Talk to some economists and they’ll tell you that exchange rates aren’t economically important. They say that exchange rates between countries are a reflection of supply and demand for one another’s stuff. So, at the macro, it’s a result and not a determinant of transnational economic activity.

For individual firms at the micro level, it’s the opposite. They don’t affect the exchange rate by their lonesome and are instead affected by it. If you have operations in a foreign country, then sudden changes to the exchange rate can cause your costs to be much higher or lower than you had anticipated. The same is true when you sell in a foreign country, but for revenues. This type of risk is called ‘exchange rate risk’ since it’s possible that none of the prices in either country changed and yet your investment returns change merely because of an appreciated currency.

Supply & Demand

Exchange rates are determined by supply and demand for currencies. Demand is driven by what people can do with a currency. If a country’s goods become more attractive, then demand for those goods rise and demand for the currency rises. After all, most retailers and wholesalers in the US require that you pay using US dollars. Importantly,  it’s not just manufacturing goods that drive demand for currency. Demand for services, real estate, and financial assets can also affect the supply and demand for currency. In fact, many foreigners  are specifically interested in stocks, bonds, US treasuries, and other investments. The more attractive all of those things are, the more demand there is for them.

Of course, the market for currency also includes suppliers. Who does that? Answer: Anyone who holds dollars and might buy something. Indeed, all buyers of goods or financial products are suppliers of their medium of exchange. In the US, we pay in dollars. Especially since 1972, suppliers have also included other central banks and governments. They treat the US currency as if it’s a reserve of value, such as gold, that can be depended upon if they need a valuable asset (hence the name, “Federal Reserve”). This is where the term ‘reserve currency’ comes from – not from the dollar-denominated prices of some internationally traded commodities. Though, that’s come to be an adopted meaning.  

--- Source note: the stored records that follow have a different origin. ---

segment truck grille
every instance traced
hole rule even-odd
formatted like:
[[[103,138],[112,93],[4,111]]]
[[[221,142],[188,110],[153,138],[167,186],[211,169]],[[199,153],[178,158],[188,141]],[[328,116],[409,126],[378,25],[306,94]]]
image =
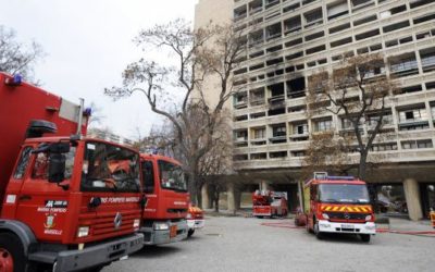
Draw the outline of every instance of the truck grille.
[[[347,212],[326,212],[330,217],[330,221],[338,220],[361,220],[365,221],[365,217],[370,215],[370,213],[347,213]]]
[[[79,225],[89,225],[89,236],[94,238],[108,238],[120,234],[133,233],[133,222],[139,219],[136,211],[122,211],[122,223],[115,227],[116,212],[84,213],[79,215]]]

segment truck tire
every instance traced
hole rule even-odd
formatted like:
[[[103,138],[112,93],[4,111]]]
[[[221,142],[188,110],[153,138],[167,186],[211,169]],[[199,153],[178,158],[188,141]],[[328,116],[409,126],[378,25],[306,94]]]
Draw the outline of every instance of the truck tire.
[[[318,221],[315,221],[315,223],[314,223],[314,235],[318,239],[323,238],[323,234],[319,231],[319,222]]]
[[[369,243],[371,235],[370,234],[360,234],[361,240],[364,243]]]
[[[27,258],[24,248],[16,235],[0,234],[0,270],[4,272],[24,272],[27,268]]]

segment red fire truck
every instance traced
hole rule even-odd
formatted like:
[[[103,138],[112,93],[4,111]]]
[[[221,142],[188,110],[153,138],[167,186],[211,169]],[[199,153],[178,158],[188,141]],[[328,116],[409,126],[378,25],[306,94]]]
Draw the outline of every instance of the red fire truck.
[[[288,214],[287,193],[256,190],[252,194],[252,215],[263,217],[286,217]]]
[[[187,226],[189,227],[189,231],[187,233],[188,237],[194,235],[195,230],[202,228],[206,225],[203,210],[201,210],[198,207],[190,205],[186,219],[187,219]]]
[[[99,270],[142,247],[139,154],[84,137],[83,112],[0,73],[2,271]]]
[[[376,232],[366,184],[352,176],[327,176],[316,173],[303,185],[301,213],[297,222],[318,238],[324,233],[358,234],[369,243]]]
[[[159,154],[140,158],[148,199],[140,227],[145,244],[161,245],[186,238],[189,195],[181,163]]]

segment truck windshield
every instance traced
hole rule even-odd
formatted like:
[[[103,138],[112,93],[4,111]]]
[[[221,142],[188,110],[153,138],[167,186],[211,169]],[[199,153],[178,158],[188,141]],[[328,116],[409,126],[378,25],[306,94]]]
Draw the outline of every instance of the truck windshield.
[[[110,144],[86,143],[83,191],[139,191],[138,154]]]
[[[179,165],[167,161],[159,161],[160,184],[162,188],[187,191],[186,180]]]
[[[319,200],[322,202],[369,203],[369,191],[362,184],[321,184]]]

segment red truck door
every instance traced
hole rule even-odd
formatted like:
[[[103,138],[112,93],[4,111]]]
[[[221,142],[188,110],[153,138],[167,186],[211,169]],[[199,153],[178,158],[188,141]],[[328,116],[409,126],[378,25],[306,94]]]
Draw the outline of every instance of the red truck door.
[[[74,156],[75,149],[66,154],[66,168],[74,164]],[[69,190],[48,182],[48,153],[30,156],[16,197],[15,219],[26,223],[42,240],[59,240],[67,225]],[[65,173],[72,173],[72,169]]]
[[[318,185],[310,185],[310,212],[307,214],[308,226],[313,230],[318,199]]]

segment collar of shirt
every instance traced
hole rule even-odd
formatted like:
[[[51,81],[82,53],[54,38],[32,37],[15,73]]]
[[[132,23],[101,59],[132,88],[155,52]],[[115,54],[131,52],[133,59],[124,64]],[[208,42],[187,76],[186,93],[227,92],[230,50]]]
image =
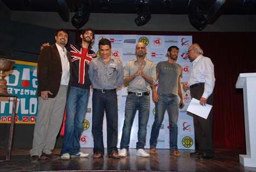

Another major supplier of currency is the US central bank. It has the advantage of being able to print US dollars. But it doesn’t have an exchange rate policy. So, it’s not targeting a particular price of the US dollar versus any other currency. The Fed does engage in some international reserve lending, but it’s not for the purpose of supplying currency to foreign exchange markets.  

The US Exchange Rate in 2025

One of the reasons that the US has such popular financial assets is that we have highly developed financial markets and the rule of law. People trust that, regardless of the individual performance of an asset, the rules of the game are mostly known and evenly applied. For example, we have a process to follow when bond issuers default. So, our popularity is not merely because our assets have higher returns. Rather, US investment returns have dependably avoided political risk – relative to other countries anyway.

So, what does current US policy do to the exchange rate? First, tariffs reduce the supply of USD to forex markets. This increases the price of the USD – meaning that other currencies must pay more for each dollar that they want to purchase. Generally, we say that this is bad for US exporters since the price paid by their international customers increases. Subsequent to a round of tariffs, we tend to see retaliations which can nullify the USD’s appreciation. A possible result is neither appreciation nor depreciation and just less international trade.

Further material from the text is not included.